The Department of Agriculture (DA) has P1 billion in Quick Response Funds (QRF) under this year’s Calamity Fund that it can tap to stop the spread of the African Swine Fever (ASF), Sen. Sonny Angara said today.
Angara, chairman of the Senate finance committee, said government should now “break the glass of this emergency fund” and use it to implement the DA’s containment protocol against a disease which threatens a key food source that also adds P280 billion to the economy annually.
“This ASF is by all accounts a calamity. It may not have the dramatic footage that typhoons create, but in terms of damage to livelihood, and the households affected, it is just as damaging,” Angara said.
Angara said stopping the spread of ASF must be done now before it engulfs the entire industry and endanger the jobs of tens of thousands of people.
“If agriculture disasters like pests, droughts and ASF are rated, the latter has the potential of becoming a high-category calamity, “ Angara said.
Angara said funding for anti-ASF measures can be sourced from the P20 billion National Disaster Risk Reduction and Management Fund, more commonly known as the Calamity Fund, in the General Appropriations Act for 2020.
Under this fund, the DA is assigned P1 billion in QRF, “which by their nature, should have been forward-deployed to these agencies.”
It was only on September 10 that the Department of Budget and Managed released P82.5 million to the DA to carry out measures to “arrest and abate” the spread of ASF.
Angara noted that 35 percent of the amount or P32 million will be spent to boost security screening measures at the international airports.
Another P28 million will go to laboratory testing of meat and meat products.
“It is good that we’re strengthening our quarantine curtains, but what we lack are funds to fight ASF on the ground lalo na ngayon na fully mobilized na ang mga local governments.

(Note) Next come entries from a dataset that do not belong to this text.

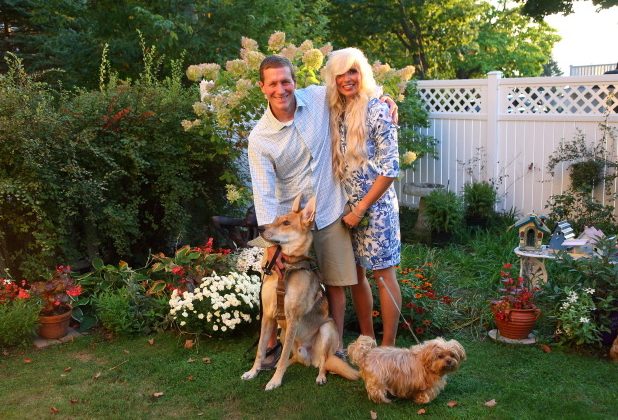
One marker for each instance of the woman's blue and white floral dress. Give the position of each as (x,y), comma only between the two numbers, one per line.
(377,245)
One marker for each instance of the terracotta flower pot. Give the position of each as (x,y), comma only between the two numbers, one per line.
(518,323)
(54,326)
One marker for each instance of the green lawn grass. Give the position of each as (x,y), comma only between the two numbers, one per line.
(524,381)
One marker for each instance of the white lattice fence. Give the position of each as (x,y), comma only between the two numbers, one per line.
(505,129)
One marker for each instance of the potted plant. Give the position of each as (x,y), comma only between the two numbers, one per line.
(479,200)
(18,312)
(444,214)
(515,313)
(56,295)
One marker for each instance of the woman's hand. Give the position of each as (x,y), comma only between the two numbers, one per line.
(353,218)
(392,108)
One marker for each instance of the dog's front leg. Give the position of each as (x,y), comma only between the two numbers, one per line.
(282,365)
(267,327)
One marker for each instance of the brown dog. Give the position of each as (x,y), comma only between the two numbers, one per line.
(308,332)
(417,373)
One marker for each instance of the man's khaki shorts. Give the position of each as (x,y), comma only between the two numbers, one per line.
(333,248)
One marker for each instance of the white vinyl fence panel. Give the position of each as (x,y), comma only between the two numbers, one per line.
(504,130)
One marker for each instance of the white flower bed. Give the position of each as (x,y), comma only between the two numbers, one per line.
(218,305)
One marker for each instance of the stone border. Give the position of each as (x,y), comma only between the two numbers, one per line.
(41,343)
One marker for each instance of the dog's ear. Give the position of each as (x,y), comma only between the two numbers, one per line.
(458,349)
(309,211)
(296,204)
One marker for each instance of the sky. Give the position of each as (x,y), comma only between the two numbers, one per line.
(588,37)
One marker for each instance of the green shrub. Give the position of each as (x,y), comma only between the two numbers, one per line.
(444,211)
(479,200)
(130,311)
(581,210)
(18,321)
(599,274)
(108,173)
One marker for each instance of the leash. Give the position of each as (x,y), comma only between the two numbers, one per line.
(407,324)
(266,271)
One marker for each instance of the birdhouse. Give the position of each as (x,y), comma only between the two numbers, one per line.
(531,231)
(563,231)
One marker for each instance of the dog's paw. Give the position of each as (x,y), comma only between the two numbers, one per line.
(321,379)
(247,376)
(272,384)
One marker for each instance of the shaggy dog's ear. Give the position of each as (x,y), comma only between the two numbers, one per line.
(308,213)
(427,353)
(458,349)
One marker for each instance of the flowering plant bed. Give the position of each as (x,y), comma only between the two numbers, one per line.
(575,323)
(515,313)
(426,305)
(516,293)
(218,305)
(187,267)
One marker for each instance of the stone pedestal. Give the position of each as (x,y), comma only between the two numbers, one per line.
(494,334)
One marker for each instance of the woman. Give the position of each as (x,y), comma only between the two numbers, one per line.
(366,159)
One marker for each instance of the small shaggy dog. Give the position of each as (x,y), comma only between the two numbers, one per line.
(613,352)
(417,373)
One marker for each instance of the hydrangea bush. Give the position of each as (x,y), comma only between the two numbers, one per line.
(218,305)
(576,323)
(230,94)
(19,313)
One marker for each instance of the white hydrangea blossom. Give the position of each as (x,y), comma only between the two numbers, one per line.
(218,303)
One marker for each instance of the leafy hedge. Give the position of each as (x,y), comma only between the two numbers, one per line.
(107,173)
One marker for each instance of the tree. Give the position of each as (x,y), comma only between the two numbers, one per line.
(541,8)
(456,38)
(70,34)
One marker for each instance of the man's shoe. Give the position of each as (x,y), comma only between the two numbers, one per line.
(272,357)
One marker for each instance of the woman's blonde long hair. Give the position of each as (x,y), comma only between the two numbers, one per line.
(351,112)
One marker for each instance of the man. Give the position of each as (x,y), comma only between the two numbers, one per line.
(290,154)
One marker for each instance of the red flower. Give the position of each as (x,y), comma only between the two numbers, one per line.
(74,291)
(23,294)
(446,299)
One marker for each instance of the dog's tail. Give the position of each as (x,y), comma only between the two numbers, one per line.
(341,368)
(358,349)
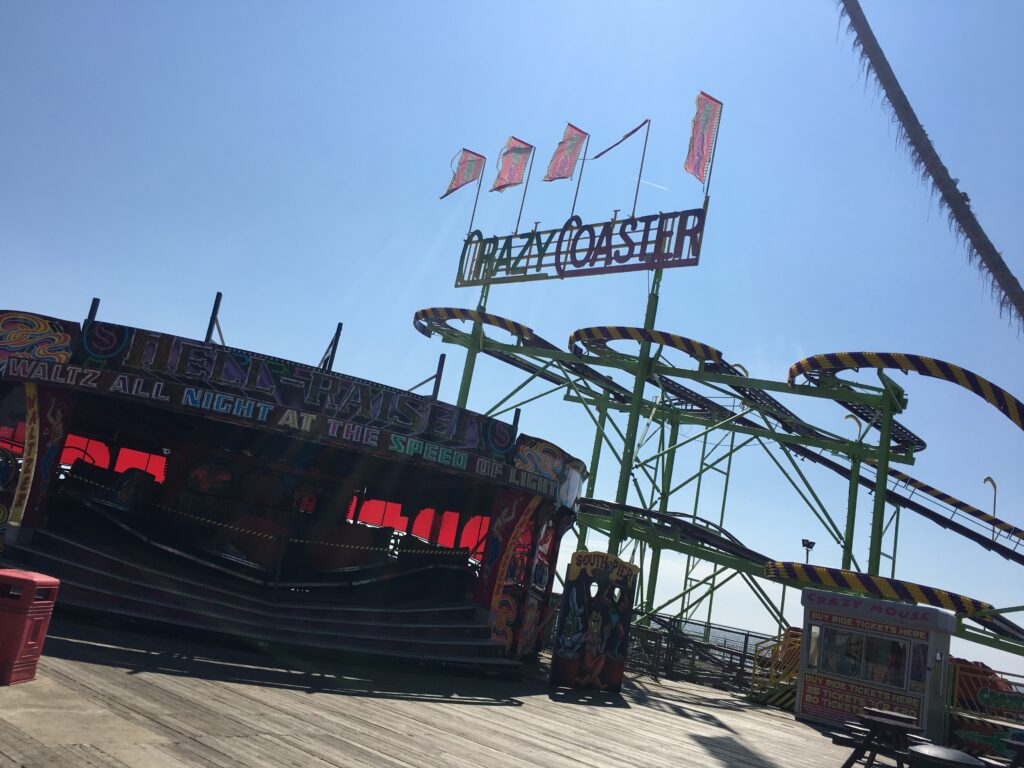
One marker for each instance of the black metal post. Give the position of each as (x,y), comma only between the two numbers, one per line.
(437,377)
(93,308)
(333,349)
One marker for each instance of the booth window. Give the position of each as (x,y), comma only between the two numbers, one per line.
(842,652)
(812,646)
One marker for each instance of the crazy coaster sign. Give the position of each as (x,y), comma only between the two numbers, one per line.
(660,241)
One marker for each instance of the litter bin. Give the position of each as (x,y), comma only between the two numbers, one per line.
(933,756)
(26,605)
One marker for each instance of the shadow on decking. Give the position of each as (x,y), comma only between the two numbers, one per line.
(731,752)
(148,651)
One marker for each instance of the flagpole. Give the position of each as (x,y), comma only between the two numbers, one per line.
(479,181)
(583,166)
(524,188)
(714,146)
(642,156)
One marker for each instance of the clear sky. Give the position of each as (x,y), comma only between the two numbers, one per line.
(292,156)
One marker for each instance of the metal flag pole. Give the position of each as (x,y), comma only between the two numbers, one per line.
(529,170)
(479,182)
(636,196)
(583,166)
(714,146)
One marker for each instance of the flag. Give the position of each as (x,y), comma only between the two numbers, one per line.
(469,168)
(604,152)
(702,138)
(563,162)
(512,164)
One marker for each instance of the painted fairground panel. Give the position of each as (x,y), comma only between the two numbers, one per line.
(168,414)
(861,652)
(593,632)
(12,427)
(517,570)
(985,708)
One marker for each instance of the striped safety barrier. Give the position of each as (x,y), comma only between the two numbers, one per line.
(919,364)
(912,482)
(892,589)
(597,338)
(264,535)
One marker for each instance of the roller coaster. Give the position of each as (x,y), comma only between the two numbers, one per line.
(748,410)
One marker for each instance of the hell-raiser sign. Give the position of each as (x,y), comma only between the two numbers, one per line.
(660,241)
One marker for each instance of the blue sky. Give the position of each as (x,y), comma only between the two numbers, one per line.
(292,156)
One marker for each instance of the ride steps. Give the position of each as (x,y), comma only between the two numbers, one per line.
(154,586)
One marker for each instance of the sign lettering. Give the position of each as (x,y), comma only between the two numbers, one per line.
(660,241)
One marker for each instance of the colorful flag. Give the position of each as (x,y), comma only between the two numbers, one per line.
(563,162)
(702,138)
(469,168)
(512,164)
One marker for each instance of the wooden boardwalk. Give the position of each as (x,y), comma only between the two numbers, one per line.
(105,698)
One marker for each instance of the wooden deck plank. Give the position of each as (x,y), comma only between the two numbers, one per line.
(128,700)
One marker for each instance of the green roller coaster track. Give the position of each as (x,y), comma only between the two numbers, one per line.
(657,395)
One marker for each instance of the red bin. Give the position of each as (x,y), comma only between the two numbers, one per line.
(26,605)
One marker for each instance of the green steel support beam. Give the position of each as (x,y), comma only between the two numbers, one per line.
(851,513)
(685,592)
(721,516)
(992,641)
(827,522)
(670,465)
(882,469)
(766,601)
(519,388)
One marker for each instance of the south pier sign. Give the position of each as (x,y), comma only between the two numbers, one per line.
(660,241)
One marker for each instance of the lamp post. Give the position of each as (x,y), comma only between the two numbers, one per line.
(808,546)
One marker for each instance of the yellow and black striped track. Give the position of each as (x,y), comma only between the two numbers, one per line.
(955,503)
(891,589)
(1009,406)
(597,338)
(435,320)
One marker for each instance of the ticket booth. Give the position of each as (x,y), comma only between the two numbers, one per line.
(859,651)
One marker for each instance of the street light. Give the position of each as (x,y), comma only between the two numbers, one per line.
(991,482)
(808,545)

In the future, ito siguro ang mangangailangan ng pondo,” he said.
“But if the ASF epidemic will worsen, and will down many farms, and some financial aid for those stricken is needed, then this can be included in the 2020 budget. Eh yan naman kasi will take effect less than 100 days from now,” Angara said.
Another “point of interest” that the ASF outbreak has generated that both Congress and the executive branch should look into is “how to strengthen our food biosecurity and food safety measures.”
“Kung kailangan ma-pondohan ang ganyang concern sa national budget, bukas ang Senado sa anumang suggestion from our friends in the DA,” Angara said.